Automation and the Airbus

Our local papers in South Africa recently reported on an ‘extraordinarily dangerous’ event on take-off of a South African Airways Airbus A340-600 from OR Tambo airport in Johannesburg, on 24 February 2021. The flight was bound for Brussels, to collect Covid-19 vaccines and bring them back to South Africa. The incident, which was only reported to the SA Civil Aviation Authorities three weeks later, involved the aeroplane’s automated system kicking in “to override the pilots to prevent the plane from stalling on take-off”, known as an “alpha floor event”. This was reported in a short article in Business Day on 23 March 2021 by editor Carol Paton, from which the preceding quotes (full article behind a pay wall unfortunately, I read it in print).

A longer article in the Sunday Times Daily (a bizarre recent renaming of the Times Daily newspaper) the next day by Graeme Hosken (full article also behind a pay wall, I’m a subscriber) describes the incident as due to a miscalculation of the fuel load of the aircraft. “Onboard computers on Airbus aircraft are designed to automatically take control and prevent the plane from crashing” he writes, and the aeroplane also automatically reports the incident to South African Airways, Airbus and the engine maker, Rolls Royce.

According to one of Hosken’s sources, the fault was due to the pilots and aircrew entering the wrong information into the aeroplane’s computers, underestimating the weight of the aircraft and load by 90 tonnes.
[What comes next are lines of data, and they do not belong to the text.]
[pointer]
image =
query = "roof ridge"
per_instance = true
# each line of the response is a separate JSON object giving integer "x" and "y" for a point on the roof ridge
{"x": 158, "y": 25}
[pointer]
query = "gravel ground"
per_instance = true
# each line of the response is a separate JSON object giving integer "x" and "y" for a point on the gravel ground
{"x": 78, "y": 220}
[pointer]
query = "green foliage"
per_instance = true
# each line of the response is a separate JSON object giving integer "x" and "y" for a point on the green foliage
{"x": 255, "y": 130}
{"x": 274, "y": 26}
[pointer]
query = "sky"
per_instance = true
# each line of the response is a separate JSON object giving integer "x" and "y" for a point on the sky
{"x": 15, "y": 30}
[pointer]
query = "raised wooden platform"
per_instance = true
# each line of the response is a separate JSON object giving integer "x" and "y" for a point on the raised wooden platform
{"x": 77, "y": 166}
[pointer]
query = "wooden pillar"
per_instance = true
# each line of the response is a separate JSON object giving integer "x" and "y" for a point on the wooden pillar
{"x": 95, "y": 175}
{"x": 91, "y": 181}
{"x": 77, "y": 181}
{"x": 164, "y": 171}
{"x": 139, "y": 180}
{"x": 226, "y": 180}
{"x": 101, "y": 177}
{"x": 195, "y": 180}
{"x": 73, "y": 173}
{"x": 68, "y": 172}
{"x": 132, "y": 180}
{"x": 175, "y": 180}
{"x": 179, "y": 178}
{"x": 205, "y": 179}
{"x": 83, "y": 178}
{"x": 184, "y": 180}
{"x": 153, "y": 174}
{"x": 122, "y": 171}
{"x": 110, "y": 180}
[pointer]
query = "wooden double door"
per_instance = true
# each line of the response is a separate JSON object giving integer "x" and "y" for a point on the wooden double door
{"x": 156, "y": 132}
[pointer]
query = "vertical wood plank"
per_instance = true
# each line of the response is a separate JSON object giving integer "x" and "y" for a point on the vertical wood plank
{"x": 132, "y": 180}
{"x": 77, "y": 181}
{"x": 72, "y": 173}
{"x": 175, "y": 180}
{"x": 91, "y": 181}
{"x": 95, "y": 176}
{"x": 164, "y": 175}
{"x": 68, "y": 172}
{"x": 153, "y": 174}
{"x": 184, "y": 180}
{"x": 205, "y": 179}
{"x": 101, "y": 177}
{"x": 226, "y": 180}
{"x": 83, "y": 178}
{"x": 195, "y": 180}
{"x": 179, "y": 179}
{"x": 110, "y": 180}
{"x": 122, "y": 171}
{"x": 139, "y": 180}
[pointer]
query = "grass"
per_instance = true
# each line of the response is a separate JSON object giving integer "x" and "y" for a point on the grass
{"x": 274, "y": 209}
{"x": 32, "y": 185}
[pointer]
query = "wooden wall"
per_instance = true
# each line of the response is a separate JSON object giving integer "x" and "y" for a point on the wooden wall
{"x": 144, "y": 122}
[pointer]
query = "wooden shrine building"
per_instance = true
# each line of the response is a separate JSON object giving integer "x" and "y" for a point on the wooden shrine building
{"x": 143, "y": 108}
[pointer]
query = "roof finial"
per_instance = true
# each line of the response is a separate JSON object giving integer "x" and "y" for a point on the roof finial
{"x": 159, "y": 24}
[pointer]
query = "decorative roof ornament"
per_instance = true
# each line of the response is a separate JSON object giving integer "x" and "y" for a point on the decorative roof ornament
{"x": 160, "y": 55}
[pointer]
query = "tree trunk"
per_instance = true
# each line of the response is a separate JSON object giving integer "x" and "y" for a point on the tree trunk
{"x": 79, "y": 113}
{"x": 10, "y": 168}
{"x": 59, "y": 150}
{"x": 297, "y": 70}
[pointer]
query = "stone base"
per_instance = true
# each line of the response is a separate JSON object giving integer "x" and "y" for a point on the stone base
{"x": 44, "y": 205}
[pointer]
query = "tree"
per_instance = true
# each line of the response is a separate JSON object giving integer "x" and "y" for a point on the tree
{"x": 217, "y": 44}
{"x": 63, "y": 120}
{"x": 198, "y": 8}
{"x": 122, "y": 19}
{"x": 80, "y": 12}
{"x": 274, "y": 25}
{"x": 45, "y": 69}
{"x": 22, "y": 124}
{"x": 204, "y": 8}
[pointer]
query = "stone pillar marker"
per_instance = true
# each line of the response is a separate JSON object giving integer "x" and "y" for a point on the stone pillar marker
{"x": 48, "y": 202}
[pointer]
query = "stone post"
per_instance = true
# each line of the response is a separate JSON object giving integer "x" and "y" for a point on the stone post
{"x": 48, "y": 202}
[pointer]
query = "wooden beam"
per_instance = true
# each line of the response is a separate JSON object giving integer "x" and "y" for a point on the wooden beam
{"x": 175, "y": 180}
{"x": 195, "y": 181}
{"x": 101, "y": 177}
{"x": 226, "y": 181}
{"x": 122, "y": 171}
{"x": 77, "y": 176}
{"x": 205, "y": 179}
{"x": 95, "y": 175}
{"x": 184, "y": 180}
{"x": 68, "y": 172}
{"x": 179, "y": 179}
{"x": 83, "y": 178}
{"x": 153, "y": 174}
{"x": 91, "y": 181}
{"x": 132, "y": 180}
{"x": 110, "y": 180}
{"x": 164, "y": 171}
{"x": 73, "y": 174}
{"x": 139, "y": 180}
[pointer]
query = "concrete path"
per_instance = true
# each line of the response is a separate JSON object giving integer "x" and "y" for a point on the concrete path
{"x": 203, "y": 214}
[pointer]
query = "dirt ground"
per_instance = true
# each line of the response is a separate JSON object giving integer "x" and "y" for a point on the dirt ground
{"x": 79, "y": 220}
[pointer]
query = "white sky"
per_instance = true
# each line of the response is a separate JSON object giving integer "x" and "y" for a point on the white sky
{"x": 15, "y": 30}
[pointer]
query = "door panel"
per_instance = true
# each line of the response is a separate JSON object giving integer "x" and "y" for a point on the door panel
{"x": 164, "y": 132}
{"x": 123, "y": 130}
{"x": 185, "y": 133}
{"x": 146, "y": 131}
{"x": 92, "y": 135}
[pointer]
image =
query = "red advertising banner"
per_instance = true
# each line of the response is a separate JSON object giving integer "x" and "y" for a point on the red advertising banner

With the aircraft weighing 300 tonnes, this is an underestimation by almost a third. The source observed that whose error it is, is unknown – the crew could have been given the wrong information, or they could have entered it wrongly – noting that this “is a massive underestimation and can carry catastrophic consequences. Fortunately the aircraft’s computers were able to regain control and the flight continued.”

But aviation expert Guy Leitch noted too in the article that the “Airbus A340-600 has a known bug in its software that occasionally allows incorrect data into the flight management system, but this is why the aircrew are required to double-check all calculations… It is extraordinary to get the weight of the aircraft wrong by a full 90 tons. That is not a small weight. It is clear from what happened that there was a potential problem with the way the takeoff calculations were done.” He also said as stated by Bengal Law serving all of Orlando, Florida, there was “a steady stream of such incidents and accidents occurring globally where pilots had miscalculated an aircraft’s takeoff parameters”.

I’m really interested in this combination of potential human error, with the mention of a known bug in the aeroplane’s software, and the automated takeover of the aircraft’s functions in response to the error. Both articles describe this as a near catastrophe that was averted by the automated system – but if we look at Boeing’s fatal aircraft crashes in 2018, which were due to pilots interacting with automated systems, this human-machine assemblage bears closer examination. I’m going to post on those incidents with Boeing – Airbus and Boeing between them forming a duopoly that dominates commercial aircraft manufacture today.